Until recently, the Court had not addressed whether an exemption is also available for IRAs inherited by a beneficiary that later files for bankruptcy.  In its Clark v. Rameker ruling, the Court eliminated this ambiguity, finding that federal bankruptcy law does not allow an exemption for an inherited IRA.

The situation that gave rise to the dispute in Clark v. Rameker involved a woman who established a traditional IRA in 2000.  Upon her death in 2001, her daughter inherited the IRA.  When the daughter filed for Chapter 7 bankruptcy in 2010, she attempted to exempt the IRA.  The Court’s decision to deny the exemption was based on three important differences between the rules surrounding inherited IRAs compared to the rules surrounding traditional IRAs that are still held by the plan participant.  These differences persuaded the Court that inherited IRAs should not receive the same bankruptcy protection afforded assets set aside for retirement by the person funding the IRA.

First, unlike a retirement fund into which a person contributes to save for the future, the holderof an inherited IRA may not make any contributions to the account.  Second, the holder of an inherited IRA is required to immediately withdraw a portion of the account (either the entire balance over five years or minimum annual distributions based on the beneficiary’s or original plan participant’s life expectancy), regardless of the holder’s age.  Third, the holder of an inherited IRA may withdraw the balance of the account at any time and for any purpose, without any penalty–quite different from the rules surrounding a traditional IRA, which penalize withdrawals made before the plan participant reaches the age of 59-½.  Since inherited IRAs are not subject to the same restrictions as traditional IRAs still held by the plan participant, the Court found that inherited IRAs do not have the characteristics of a “retirement fund” and therefore should not receive bankruptcy protection.

STATE EXEMPTION

Because bankruptcy debtors may opt to apply state law instead of the federal exemption addressed in Clark v.
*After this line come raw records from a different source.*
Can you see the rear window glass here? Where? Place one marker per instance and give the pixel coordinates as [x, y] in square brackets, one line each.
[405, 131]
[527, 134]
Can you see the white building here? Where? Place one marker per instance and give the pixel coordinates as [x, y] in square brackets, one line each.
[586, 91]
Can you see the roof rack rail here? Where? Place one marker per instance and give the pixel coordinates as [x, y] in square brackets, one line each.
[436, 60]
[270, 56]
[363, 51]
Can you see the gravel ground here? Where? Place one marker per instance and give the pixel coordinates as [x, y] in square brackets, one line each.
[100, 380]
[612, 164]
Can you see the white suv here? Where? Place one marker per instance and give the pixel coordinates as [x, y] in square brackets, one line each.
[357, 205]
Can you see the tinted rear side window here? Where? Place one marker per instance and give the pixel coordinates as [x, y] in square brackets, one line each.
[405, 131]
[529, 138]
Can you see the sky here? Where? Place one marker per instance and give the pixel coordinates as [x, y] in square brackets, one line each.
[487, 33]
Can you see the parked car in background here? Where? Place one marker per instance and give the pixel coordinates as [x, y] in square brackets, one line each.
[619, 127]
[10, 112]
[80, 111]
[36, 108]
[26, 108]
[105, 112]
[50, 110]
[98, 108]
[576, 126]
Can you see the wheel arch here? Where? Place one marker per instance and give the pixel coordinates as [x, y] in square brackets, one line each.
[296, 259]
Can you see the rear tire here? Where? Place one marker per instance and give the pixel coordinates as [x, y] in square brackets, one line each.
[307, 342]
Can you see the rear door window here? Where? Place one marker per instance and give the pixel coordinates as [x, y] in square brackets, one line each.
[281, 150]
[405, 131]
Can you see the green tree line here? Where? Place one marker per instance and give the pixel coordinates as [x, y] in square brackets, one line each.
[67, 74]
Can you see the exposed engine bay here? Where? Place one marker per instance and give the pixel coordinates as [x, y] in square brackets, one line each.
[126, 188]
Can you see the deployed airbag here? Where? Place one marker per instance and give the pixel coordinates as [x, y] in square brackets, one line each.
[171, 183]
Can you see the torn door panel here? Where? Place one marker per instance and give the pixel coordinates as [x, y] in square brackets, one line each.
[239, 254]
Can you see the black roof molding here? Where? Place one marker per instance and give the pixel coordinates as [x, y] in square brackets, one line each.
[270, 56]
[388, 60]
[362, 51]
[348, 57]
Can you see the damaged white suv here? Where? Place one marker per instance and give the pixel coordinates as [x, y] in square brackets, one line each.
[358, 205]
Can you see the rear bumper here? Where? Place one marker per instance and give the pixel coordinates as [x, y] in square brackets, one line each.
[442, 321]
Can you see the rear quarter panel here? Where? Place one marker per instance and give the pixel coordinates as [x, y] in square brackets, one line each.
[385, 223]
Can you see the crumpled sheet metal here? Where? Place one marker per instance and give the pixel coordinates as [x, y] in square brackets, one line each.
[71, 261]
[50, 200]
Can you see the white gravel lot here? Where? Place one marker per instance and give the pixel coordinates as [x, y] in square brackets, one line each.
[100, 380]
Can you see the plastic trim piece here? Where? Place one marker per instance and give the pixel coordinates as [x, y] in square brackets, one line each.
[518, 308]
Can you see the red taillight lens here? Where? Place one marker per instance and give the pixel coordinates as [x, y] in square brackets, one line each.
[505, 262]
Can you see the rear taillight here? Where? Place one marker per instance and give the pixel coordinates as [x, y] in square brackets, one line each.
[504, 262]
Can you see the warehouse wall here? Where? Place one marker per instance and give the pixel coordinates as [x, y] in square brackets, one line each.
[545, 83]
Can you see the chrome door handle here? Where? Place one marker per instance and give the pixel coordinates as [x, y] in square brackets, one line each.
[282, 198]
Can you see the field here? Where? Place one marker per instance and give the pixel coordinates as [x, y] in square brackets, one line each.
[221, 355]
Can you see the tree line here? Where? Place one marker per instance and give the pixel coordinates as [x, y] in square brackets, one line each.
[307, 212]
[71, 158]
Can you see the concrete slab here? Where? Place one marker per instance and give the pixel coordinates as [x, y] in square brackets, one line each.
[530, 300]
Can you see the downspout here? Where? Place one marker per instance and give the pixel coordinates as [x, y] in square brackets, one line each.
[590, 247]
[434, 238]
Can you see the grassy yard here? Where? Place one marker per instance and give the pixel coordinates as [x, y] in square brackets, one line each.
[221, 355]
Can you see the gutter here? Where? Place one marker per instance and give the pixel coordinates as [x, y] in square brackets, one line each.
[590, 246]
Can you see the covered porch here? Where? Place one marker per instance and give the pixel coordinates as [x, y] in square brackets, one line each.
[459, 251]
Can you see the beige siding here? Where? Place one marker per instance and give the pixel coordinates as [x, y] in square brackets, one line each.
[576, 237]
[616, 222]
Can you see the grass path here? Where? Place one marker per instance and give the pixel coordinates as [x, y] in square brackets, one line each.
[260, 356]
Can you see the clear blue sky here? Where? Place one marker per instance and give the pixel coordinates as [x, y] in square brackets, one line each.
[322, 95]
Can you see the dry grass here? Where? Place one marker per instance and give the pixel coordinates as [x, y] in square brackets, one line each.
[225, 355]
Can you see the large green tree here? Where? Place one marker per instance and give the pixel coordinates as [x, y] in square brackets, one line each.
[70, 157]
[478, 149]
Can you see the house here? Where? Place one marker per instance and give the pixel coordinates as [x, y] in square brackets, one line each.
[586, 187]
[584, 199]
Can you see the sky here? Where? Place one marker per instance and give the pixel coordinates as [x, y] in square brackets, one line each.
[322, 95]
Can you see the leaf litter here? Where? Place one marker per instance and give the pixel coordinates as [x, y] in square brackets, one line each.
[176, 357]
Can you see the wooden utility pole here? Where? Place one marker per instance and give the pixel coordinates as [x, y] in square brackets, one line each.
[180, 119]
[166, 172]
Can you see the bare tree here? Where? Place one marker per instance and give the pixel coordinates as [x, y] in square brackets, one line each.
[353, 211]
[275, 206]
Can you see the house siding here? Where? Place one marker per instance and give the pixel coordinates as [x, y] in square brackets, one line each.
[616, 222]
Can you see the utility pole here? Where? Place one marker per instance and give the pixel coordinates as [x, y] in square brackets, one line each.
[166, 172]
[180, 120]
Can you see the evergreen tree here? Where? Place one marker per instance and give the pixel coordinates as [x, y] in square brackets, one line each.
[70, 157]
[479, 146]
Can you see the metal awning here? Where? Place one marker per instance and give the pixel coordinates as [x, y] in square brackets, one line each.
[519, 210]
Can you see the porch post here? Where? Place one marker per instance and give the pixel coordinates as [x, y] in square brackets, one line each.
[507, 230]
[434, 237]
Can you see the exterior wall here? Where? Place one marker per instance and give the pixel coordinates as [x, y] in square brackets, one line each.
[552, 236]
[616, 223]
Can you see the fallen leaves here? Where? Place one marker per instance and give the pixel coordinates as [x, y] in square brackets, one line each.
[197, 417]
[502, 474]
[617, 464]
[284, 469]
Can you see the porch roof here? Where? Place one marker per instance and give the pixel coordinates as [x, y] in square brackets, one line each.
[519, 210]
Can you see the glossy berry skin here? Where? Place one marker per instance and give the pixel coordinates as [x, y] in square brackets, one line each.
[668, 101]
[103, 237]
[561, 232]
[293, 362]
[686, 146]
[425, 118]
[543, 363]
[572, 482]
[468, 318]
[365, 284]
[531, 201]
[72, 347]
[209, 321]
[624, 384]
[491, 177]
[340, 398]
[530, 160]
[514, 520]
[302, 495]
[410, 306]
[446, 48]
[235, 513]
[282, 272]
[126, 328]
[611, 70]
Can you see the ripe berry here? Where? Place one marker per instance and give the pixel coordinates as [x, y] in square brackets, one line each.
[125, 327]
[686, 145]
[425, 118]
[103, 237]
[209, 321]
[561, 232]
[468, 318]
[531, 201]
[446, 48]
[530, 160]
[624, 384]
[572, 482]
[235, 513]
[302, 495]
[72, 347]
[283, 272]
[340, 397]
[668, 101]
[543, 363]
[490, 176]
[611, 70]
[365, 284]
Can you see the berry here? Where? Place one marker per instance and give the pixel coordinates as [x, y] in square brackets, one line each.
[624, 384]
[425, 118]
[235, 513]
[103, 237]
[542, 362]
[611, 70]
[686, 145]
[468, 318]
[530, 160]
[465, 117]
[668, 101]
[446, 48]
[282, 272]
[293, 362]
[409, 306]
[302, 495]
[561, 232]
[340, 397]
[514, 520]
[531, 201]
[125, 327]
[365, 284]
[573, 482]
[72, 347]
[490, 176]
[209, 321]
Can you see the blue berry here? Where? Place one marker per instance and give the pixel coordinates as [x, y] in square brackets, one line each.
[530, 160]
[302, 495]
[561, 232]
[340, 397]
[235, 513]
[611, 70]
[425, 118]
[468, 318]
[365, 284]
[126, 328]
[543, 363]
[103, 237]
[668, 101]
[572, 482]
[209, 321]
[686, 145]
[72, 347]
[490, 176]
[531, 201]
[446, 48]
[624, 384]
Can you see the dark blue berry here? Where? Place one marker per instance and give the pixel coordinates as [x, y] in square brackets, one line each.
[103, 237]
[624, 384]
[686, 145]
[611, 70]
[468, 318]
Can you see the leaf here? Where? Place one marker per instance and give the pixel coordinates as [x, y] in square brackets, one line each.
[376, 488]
Rameker, many debtors will look to state law for protection.  For example, Ohio and several other states still offer favorable bankruptcy protection for inherited IRAs.  Ohio specifically exempts inherited IRAs from bankruptcy for debtors who reside in Ohio, regardless of the value of the inherited IRA account.

Still, reliance on state exemptions for planning purposes is not always reliable, as the laws of the state where the debtor lives will control.  Therefore, if the debtor lives in a state with weaker or no protection, that state’s laws will  apply.  For example, if the plan participant lived in Ohio but the beneficiary resides in a state other than Ohio that does not protect inherited IRAs, the account will not be protected in bankruptcy.

TRUST ALTERNATIVE

Instead of relying on Ohio’s exemption, individuals may take planning actions to provide reliable protection for inherited IRAs in the event of the beneficiary’s bankruptcy.  Generally, if the designated IRA beneficiary is a properly drafted trust held for the benefit of an individual, the trust can provide protection of the inherited IRA in the event the individual files for bankruptcy, regardless of the individual’s state of residence.